Andy Jacobs, a tattoo artist and student at Phillips Theological Seminary, says he never felt a strong pull toward ministry. He preached in an open pulpit at his Unitarian Universalist church as an act of service in his church rather than as a response to a divine call. His preaching was well-received, however, and he was asked to serve as a part-time pastor.
A self-described agnostic who leans toward atheism, Jacobs says he knew he needed a theological education in order to serve his congregation. He says he chose to attend Phillips because of its progressive approach in teaching the Bible.
“When it came to the point to be a minister for a congregation that doesn't strictly adhere to Christianity or any other specific religion, it seemed important to me to have a really good foundation in the philosophy of other people’s spiritualities,” he said.
Jacobs serves as a student minister at West Wind Unitarian Universalist Church, a non-dogmatic faith community in Norman. He focuses his ministry on friendship and compassion instead of a belief system.
“For me, the belief in a higher power isn't really the issue,” he said. “For me, the belief is whether or not we’re going to work compassionately with one another toward a common goal.”
Jacobs is interested in historic and social aspects of the Bible—how it’s treated and how it represents the life of Jesus. He also hopes his time at Phillips will help him understand how Jesus’ message has been fractured over the years.
“It’s important to remember that most people’s embedded theology—the way that they feel in their heart about Christ—and what is actual doctrinal theology are not the same,” he said. “Compromise and conversation are the way to get at a real, true, compassionate correspondence between individuals of differing faiths.”
Though he has only been at Phillips for one semester, Jacobs says the seminary has given him the framework to create a life of faith and insight for helping others find their spiritual path. He says the Vocation Matters class helped him understand how to approach ministry with vulnerability.
“The Vocation Matters class was really instrumental in helping me get a solid understanding of how I should be representing myself,” he said. “This school’s really taught me how to take that vulnerability and share it without losing it.”

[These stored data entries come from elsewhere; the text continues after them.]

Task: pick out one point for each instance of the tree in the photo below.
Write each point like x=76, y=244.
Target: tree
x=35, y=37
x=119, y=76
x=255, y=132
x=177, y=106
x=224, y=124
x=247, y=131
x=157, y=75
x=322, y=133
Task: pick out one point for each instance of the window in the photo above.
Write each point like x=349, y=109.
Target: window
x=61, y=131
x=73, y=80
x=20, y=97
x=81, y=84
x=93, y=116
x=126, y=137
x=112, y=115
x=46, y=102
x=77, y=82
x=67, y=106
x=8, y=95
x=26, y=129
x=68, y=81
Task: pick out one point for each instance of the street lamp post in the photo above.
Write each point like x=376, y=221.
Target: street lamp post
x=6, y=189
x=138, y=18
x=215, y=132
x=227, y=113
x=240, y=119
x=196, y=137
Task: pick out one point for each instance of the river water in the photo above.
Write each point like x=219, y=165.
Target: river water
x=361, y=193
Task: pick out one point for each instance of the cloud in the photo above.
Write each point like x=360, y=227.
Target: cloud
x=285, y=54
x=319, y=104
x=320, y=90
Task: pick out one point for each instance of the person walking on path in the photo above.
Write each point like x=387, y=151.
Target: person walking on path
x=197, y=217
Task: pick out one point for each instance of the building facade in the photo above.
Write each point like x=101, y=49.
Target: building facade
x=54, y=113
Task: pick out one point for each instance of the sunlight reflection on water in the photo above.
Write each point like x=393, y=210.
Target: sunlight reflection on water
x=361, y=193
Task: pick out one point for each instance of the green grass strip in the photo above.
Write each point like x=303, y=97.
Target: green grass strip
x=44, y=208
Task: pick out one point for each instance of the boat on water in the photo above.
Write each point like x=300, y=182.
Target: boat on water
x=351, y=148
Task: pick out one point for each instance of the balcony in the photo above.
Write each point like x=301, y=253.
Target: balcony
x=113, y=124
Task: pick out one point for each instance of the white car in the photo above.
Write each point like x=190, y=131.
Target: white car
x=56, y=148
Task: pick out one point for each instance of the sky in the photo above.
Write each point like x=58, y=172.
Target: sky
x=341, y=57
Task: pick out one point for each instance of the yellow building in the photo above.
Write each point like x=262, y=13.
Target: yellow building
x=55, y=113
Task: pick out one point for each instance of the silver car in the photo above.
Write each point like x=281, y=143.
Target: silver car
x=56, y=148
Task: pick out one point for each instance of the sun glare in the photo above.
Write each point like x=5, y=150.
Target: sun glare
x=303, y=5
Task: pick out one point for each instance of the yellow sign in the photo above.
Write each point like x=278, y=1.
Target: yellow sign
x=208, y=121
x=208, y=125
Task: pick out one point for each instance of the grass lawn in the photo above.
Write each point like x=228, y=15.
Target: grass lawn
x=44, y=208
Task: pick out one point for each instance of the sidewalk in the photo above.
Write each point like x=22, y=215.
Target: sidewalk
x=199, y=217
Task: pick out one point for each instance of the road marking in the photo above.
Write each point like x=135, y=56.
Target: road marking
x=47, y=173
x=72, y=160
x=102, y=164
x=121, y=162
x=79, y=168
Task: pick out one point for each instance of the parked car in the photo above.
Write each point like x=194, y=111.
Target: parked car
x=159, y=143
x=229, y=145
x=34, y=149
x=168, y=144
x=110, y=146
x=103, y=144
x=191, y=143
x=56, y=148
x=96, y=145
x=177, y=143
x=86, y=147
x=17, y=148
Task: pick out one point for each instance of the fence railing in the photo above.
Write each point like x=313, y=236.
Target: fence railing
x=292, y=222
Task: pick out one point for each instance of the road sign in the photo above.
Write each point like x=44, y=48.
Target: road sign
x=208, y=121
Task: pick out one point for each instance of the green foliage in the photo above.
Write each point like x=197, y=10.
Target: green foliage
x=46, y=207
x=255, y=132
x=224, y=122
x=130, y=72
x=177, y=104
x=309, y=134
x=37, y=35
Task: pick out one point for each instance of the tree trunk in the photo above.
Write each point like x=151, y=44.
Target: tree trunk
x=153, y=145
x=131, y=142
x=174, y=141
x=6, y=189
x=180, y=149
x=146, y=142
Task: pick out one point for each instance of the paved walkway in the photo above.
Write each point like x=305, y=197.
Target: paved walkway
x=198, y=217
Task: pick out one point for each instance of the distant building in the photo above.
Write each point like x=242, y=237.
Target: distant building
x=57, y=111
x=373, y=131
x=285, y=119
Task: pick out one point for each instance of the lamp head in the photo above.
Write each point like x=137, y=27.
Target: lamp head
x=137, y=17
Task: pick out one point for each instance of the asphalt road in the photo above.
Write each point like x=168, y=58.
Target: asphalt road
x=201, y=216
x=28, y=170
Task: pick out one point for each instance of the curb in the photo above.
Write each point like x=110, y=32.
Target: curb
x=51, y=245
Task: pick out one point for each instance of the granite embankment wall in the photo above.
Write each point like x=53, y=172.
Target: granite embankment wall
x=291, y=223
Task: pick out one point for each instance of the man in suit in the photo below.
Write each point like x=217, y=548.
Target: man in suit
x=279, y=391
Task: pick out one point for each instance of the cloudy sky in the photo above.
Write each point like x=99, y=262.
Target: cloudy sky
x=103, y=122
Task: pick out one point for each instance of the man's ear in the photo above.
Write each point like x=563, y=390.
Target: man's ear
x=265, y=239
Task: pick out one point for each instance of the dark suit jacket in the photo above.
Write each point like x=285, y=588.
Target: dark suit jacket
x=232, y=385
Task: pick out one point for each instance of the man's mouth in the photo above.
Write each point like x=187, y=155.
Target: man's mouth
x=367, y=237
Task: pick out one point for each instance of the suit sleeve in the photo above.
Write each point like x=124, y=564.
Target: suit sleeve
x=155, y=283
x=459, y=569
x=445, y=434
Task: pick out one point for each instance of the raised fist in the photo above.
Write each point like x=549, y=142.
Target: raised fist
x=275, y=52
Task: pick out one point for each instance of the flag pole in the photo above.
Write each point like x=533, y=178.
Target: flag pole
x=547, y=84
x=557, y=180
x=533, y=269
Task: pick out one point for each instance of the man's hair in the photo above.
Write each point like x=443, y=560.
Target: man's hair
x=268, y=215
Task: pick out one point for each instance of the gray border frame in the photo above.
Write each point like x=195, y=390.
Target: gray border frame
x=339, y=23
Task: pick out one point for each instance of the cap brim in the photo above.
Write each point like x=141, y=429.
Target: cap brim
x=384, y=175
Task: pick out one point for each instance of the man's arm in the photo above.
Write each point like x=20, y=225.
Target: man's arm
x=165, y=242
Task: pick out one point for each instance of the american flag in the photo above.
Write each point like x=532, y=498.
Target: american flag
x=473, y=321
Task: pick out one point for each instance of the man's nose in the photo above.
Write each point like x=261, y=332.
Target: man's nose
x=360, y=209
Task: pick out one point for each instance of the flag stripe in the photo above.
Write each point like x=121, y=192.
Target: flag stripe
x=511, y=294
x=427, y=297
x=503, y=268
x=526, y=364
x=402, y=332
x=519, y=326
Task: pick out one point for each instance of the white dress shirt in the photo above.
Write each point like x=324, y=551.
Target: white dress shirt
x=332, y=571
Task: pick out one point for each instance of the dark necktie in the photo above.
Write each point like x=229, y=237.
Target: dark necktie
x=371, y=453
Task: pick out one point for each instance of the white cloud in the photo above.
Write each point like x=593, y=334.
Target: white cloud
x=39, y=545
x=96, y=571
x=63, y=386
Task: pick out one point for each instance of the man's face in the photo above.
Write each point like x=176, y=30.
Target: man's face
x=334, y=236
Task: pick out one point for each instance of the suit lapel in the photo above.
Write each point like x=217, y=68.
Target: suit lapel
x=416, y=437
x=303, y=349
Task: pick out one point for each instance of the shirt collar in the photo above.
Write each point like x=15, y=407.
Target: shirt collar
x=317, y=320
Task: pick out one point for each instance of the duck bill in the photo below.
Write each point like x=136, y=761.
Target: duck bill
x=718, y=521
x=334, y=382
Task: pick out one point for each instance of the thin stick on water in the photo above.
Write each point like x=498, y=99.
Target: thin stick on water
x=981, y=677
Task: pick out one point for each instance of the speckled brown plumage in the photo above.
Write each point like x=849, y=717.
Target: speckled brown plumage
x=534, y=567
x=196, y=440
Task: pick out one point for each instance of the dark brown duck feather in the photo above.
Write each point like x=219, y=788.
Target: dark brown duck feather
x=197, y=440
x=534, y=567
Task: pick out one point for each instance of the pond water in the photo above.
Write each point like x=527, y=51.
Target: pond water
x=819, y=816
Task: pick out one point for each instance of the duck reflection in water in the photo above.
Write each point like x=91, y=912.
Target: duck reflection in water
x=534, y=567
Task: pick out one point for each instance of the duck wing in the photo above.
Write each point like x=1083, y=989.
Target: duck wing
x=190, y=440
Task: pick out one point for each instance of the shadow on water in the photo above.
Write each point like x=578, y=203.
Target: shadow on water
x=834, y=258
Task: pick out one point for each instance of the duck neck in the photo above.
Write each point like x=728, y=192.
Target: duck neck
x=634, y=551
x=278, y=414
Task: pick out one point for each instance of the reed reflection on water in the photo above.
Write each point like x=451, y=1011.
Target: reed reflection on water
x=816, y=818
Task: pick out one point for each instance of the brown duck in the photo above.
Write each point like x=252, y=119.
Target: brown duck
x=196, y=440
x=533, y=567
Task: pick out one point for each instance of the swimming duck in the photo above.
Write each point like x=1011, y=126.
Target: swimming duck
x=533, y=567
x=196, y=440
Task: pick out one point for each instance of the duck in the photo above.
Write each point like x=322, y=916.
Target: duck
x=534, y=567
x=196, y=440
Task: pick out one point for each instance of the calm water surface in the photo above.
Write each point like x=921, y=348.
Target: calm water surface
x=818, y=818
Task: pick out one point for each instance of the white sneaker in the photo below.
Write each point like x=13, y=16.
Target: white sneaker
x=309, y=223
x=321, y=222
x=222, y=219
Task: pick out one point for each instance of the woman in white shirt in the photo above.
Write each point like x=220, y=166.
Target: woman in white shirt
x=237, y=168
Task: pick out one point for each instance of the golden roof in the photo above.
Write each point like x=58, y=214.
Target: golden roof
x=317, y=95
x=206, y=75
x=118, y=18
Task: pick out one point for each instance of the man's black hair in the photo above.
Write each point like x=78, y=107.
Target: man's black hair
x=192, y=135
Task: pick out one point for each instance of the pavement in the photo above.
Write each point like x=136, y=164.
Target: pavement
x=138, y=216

Jacobs says classes at Phillips are challenging. Instead of giving students a prescribed spirituality, he says professors test what students already think in an effort to discover what is and is not valuable in personal faith.
“They’re not telling you what to think; they’re giving you ways to think about what they’re telling you,” he said.
In his own ministry, Jacobs says he looks forward to helping people become the best they can be.
“We should interact with each other with love and compassion and try to figure out ways to dispel the fear many people have of others,” he said. “In dispelling that fear, we can find a way to bring everyone together.”